Que dire de l’incertitude actuelle autour de la fiscalité et de ses conséquences ?

J.-C. C. L’incertitude entourant la fiscalité prévue pour 2025 pousse de nombreux vendeurs à accélérer leurs transactions, dans une logique d’anticipation. Ne sachant pas "à quelle sauce ils seront mangés", ils préfèrent conclure leurs opérations rapidement. Cela confère un avantage aux acheteurs, qui bénéficient d’un rapport de force favorable.

"Le marché s’oriente davantage en faveur des acquéreurs" Cyrille Decavele

Nous observons également une multiplication des interrogations parmi nos clients. Vendre la holding ou non ? Externaliser une partie du prix de vente ? À court terme, ces questionnements traduisent une opportunité stratégique pour les acquéreurs.

Quel est l’impact de l’intelligence artificielle sur les opérations de M&A?

J.-C. C. À ce jour, l’intelligence artificielle n’a pas eu d’impact significatif sur les transactions de M&A. Toutefois, son influence pourrait croître, notamment dans des domaines tels que la rédaction de documents préliminaires.

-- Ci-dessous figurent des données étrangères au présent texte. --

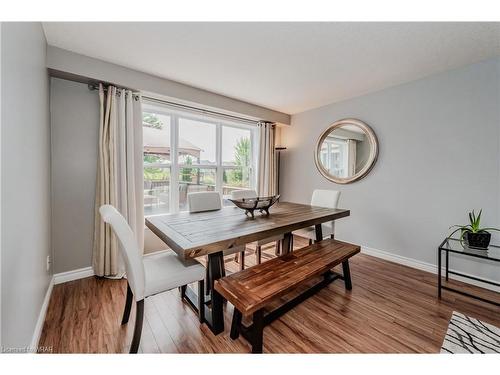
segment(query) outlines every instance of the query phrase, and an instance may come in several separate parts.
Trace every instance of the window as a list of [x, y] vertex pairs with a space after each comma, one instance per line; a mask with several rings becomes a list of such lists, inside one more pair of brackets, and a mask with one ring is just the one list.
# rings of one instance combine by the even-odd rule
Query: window
[[170, 116], [143, 112], [144, 214], [170, 211]]
[[253, 188], [255, 130], [144, 105], [144, 214], [186, 211], [197, 191], [219, 191], [229, 205], [231, 191]]
[[216, 124], [179, 118], [179, 164], [216, 165]]
[[222, 170], [224, 194], [253, 186], [252, 132], [249, 129], [222, 126]]
[[347, 141], [328, 137], [321, 145], [321, 164], [330, 173], [339, 177], [347, 177]]

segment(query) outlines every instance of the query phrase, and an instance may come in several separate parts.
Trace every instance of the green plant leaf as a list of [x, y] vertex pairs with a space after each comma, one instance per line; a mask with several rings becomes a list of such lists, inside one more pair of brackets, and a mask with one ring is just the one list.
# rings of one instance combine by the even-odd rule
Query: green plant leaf
[[455, 227], [458, 227], [458, 228], [463, 228], [465, 227], [466, 225], [458, 225], [458, 224], [455, 224], [455, 225], [452, 225], [451, 227], [449, 227], [448, 229], [451, 229], [451, 228], [455, 228]]
[[[451, 236], [453, 236], [455, 233], [457, 233], [459, 230], [462, 231], [462, 235], [460, 236], [460, 239], [462, 239], [463, 237], [463, 233], [464, 232], [470, 232], [471, 229], [469, 228], [470, 225], [454, 225], [454, 227], [458, 227], [457, 229], [455, 229], [453, 232], [451, 232], [449, 235], [448, 235], [448, 238], [451, 238]], [[450, 227], [451, 229], [452, 227]]]

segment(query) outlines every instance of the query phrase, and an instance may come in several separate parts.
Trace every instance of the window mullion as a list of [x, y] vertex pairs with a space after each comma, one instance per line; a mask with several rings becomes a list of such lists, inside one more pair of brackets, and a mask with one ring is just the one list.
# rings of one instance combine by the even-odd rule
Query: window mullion
[[217, 162], [216, 180], [215, 180], [215, 190], [223, 193], [223, 169], [222, 169], [222, 125], [217, 123], [216, 125], [216, 152], [215, 158]]
[[256, 148], [257, 129], [250, 131], [250, 188], [257, 190], [257, 148]]
[[172, 115], [172, 123], [170, 126], [170, 212], [179, 212], [179, 164], [177, 152], [179, 145], [179, 118], [177, 115]]

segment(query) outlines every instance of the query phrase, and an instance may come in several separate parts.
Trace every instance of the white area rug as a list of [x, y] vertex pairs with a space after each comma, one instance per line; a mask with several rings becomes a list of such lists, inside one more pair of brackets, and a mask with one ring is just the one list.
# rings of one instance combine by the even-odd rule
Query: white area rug
[[454, 311], [441, 353], [500, 353], [500, 328]]

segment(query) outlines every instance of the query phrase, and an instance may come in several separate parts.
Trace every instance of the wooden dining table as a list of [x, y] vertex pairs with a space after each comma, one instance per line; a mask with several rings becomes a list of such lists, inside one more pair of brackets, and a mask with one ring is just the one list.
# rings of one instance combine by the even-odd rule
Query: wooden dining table
[[[180, 212], [149, 216], [146, 226], [162, 239], [181, 259], [208, 257], [205, 322], [214, 334], [224, 331], [223, 298], [214, 291], [215, 280], [225, 275], [224, 252], [239, 245], [283, 235], [282, 254], [292, 251], [292, 232], [315, 226], [316, 240], [323, 239], [321, 224], [350, 215], [339, 208], [310, 206], [307, 204], [278, 202], [269, 215], [251, 218], [237, 207], [225, 207], [215, 211]], [[197, 306], [199, 298], [191, 288], [185, 291], [187, 301]]]

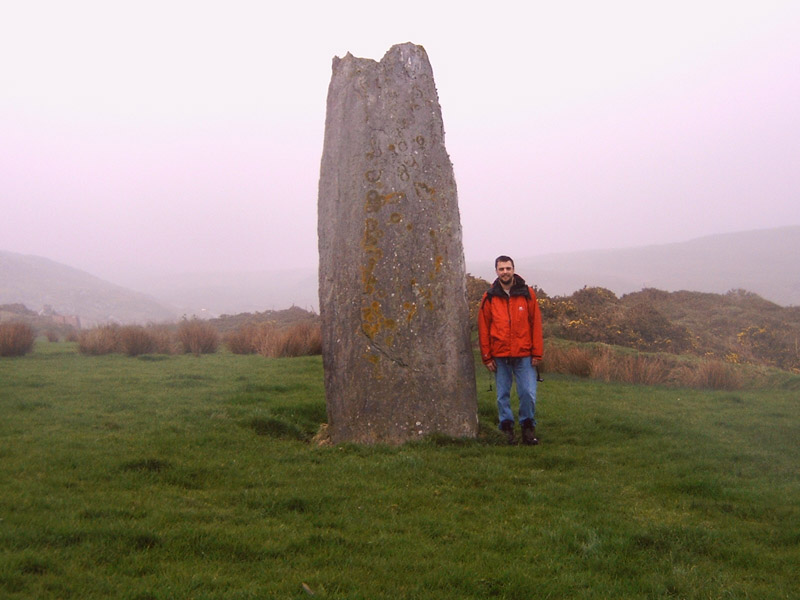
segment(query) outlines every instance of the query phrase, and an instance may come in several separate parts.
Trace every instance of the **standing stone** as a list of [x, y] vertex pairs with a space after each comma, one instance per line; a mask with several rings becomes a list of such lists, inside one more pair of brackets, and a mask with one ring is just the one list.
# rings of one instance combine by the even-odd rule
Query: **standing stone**
[[456, 183], [421, 46], [333, 59], [318, 215], [331, 440], [475, 437]]
[[331, 440], [475, 437], [456, 183], [421, 46], [333, 59], [318, 208]]

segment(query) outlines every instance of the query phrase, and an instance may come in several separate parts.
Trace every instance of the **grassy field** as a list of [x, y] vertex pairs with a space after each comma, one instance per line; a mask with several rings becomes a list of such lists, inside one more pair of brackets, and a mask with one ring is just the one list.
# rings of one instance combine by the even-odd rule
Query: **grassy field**
[[800, 597], [797, 391], [549, 376], [508, 447], [478, 377], [478, 440], [330, 447], [319, 357], [0, 359], [0, 598]]

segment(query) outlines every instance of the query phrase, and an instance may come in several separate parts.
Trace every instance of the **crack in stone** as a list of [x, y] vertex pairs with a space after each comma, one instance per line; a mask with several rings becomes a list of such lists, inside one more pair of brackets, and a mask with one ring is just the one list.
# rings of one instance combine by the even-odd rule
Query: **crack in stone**
[[399, 358], [397, 358], [397, 357], [395, 357], [395, 356], [392, 356], [392, 355], [389, 353], [389, 351], [388, 351], [388, 350], [386, 350], [386, 348], [383, 348], [383, 347], [381, 347], [381, 345], [380, 345], [379, 343], [377, 343], [375, 340], [373, 340], [372, 338], [370, 338], [370, 337], [369, 337], [369, 335], [367, 335], [367, 332], [366, 332], [366, 331], [364, 331], [364, 329], [363, 329], [363, 326], [362, 326], [362, 328], [361, 328], [359, 331], [361, 332], [361, 335], [363, 335], [365, 338], [367, 338], [367, 343], [369, 344], [370, 348], [375, 348], [375, 349], [376, 349], [378, 352], [380, 352], [380, 353], [381, 353], [383, 356], [385, 356], [386, 358], [388, 358], [388, 359], [389, 359], [390, 361], [392, 361], [393, 363], [395, 363], [395, 364], [397, 364], [397, 365], [399, 365], [399, 366], [403, 367], [404, 369], [409, 369], [409, 370], [411, 370], [411, 371], [412, 371], [412, 372], [414, 372], [414, 373], [422, 373], [422, 370], [421, 370], [421, 369], [415, 369], [415, 368], [411, 367], [410, 365], [406, 364], [406, 363], [405, 363], [404, 361], [402, 361], [401, 359], [399, 359]]

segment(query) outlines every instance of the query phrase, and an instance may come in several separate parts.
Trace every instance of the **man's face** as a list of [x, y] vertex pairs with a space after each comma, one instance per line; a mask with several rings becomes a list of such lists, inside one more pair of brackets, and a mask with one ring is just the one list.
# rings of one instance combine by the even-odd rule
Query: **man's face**
[[514, 265], [511, 261], [497, 263], [495, 271], [497, 271], [497, 277], [500, 279], [500, 283], [508, 285], [514, 280]]

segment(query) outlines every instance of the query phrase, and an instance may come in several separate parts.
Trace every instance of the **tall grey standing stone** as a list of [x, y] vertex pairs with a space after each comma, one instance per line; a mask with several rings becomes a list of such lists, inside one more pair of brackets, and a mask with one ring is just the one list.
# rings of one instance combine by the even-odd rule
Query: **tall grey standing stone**
[[475, 437], [456, 183], [421, 46], [333, 59], [318, 218], [331, 440]]

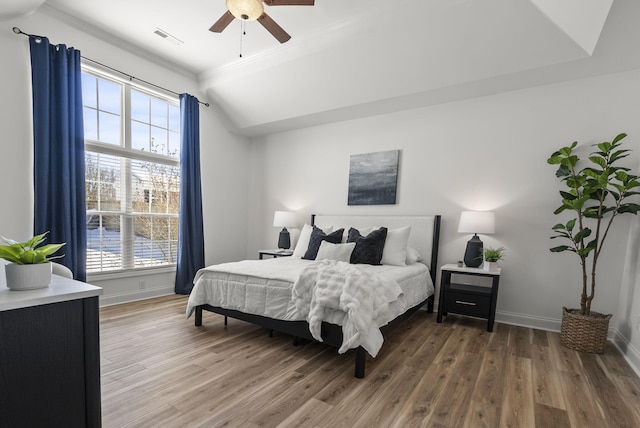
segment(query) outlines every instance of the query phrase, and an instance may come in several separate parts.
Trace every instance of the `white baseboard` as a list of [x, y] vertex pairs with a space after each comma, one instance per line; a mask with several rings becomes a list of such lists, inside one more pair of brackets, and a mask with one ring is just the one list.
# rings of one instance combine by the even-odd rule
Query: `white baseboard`
[[135, 290], [130, 293], [106, 294], [100, 296], [100, 307], [135, 302], [152, 297], [168, 296], [170, 294], [175, 294], [173, 286]]
[[617, 329], [609, 330], [609, 339], [611, 343], [618, 348], [624, 359], [629, 363], [636, 375], [640, 377], [640, 351], [638, 351], [626, 337], [624, 337]]
[[560, 331], [561, 320], [558, 318], [523, 315], [514, 312], [496, 311], [496, 322], [535, 328], [538, 330]]

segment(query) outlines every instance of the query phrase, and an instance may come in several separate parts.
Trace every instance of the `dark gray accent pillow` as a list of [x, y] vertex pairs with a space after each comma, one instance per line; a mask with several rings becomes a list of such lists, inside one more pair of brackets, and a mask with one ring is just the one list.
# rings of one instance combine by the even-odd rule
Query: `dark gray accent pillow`
[[379, 265], [382, 260], [382, 252], [384, 250], [384, 242], [387, 239], [387, 228], [381, 227], [362, 236], [358, 229], [353, 227], [349, 229], [347, 242], [355, 242], [356, 247], [351, 253], [351, 263]]
[[306, 260], [315, 260], [322, 241], [331, 242], [332, 244], [339, 244], [340, 242], [342, 242], [343, 232], [344, 229], [338, 229], [327, 235], [322, 229], [313, 226], [311, 237], [309, 238], [309, 247], [307, 247], [307, 252], [304, 253], [304, 256], [302, 256], [302, 258]]

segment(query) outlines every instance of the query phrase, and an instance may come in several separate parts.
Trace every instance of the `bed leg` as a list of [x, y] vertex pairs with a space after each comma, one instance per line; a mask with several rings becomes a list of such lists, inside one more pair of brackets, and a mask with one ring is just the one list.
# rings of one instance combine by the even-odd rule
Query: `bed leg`
[[364, 348], [359, 346], [356, 349], [356, 372], [355, 377], [362, 379], [364, 377], [364, 368], [367, 362], [367, 354], [364, 352]]
[[227, 325], [227, 316], [224, 316], [224, 325]]
[[427, 312], [430, 313], [430, 314], [433, 313], [433, 301], [434, 300], [435, 300], [435, 298], [433, 296], [431, 296], [431, 298], [427, 302]]
[[202, 308], [200, 306], [196, 306], [196, 327], [200, 327], [202, 325]]
[[273, 329], [269, 330], [269, 337], [273, 337]]

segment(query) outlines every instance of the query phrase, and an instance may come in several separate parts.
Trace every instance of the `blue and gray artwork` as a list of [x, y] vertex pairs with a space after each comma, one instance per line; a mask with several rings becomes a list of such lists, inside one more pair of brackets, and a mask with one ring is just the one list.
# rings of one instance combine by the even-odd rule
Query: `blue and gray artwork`
[[396, 203], [399, 150], [351, 155], [349, 205]]

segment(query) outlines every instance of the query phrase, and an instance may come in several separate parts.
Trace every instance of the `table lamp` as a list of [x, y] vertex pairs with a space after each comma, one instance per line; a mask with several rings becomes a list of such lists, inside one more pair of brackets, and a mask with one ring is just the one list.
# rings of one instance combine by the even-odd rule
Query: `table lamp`
[[288, 250], [291, 247], [291, 237], [287, 227], [296, 227], [296, 214], [289, 211], [276, 211], [273, 215], [273, 227], [282, 227], [278, 237], [278, 248]]
[[478, 267], [482, 264], [483, 251], [482, 241], [478, 233], [491, 234], [496, 231], [495, 213], [491, 211], [462, 211], [459, 233], [473, 233], [473, 237], [467, 242], [467, 249], [464, 252], [464, 264], [468, 267]]

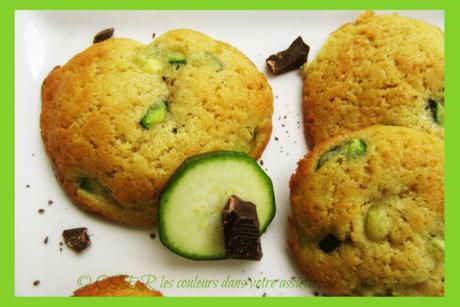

Néanmoins, les relations en la matière demeurent avant tout marquées par leur caractère intuitu personae, ce qui limitera l’automatisation dans les prochaines années. À court terme, l’IA sera davantage perçue comme un outil d’assistance aux avocats plutôt qu’un substitut à leurs expertises.

C. D. Sur le plan technique, les avancées sont indéniables. L’IA permet aujourd’hui de classer, d’analyser et de produire des rapports préliminaires, notamment à partir de data rooms. Ce gain de temps libère les avocats pour des tâches à plus forte valeur ajoutée, comme la négociation ou la construction de la relation client. À terme, cette évolution pourrait transformer le secteur.

J.-C. C. Cela dit, l’expérience humaine reste indispensable. Quelle que soit la qualité du travail réalisé par l’IA, une relecture et des ajustements seront toujours nécessaires. Il faut également garder à l’esprit ses limites. Une mauvaise configuration des paramètres ou une question mal formulée peuvent conduire à des oublis ou des erreurs d’analyses.

Quelles perspectives envisagez-vous pour 2025? 

J.-C. C. Je prévois un marché des M&A globalement stable en début d’année 2025, notamment grâce à une fiscalité probablement figée à court terme. Cependant, l’évolution au second semestre dépendra de la stabilité gouvernementale. La perspective d’un changement de gouvernement en 2026 reste un facteur d’incertitude majeur, rendant toute projection délicate.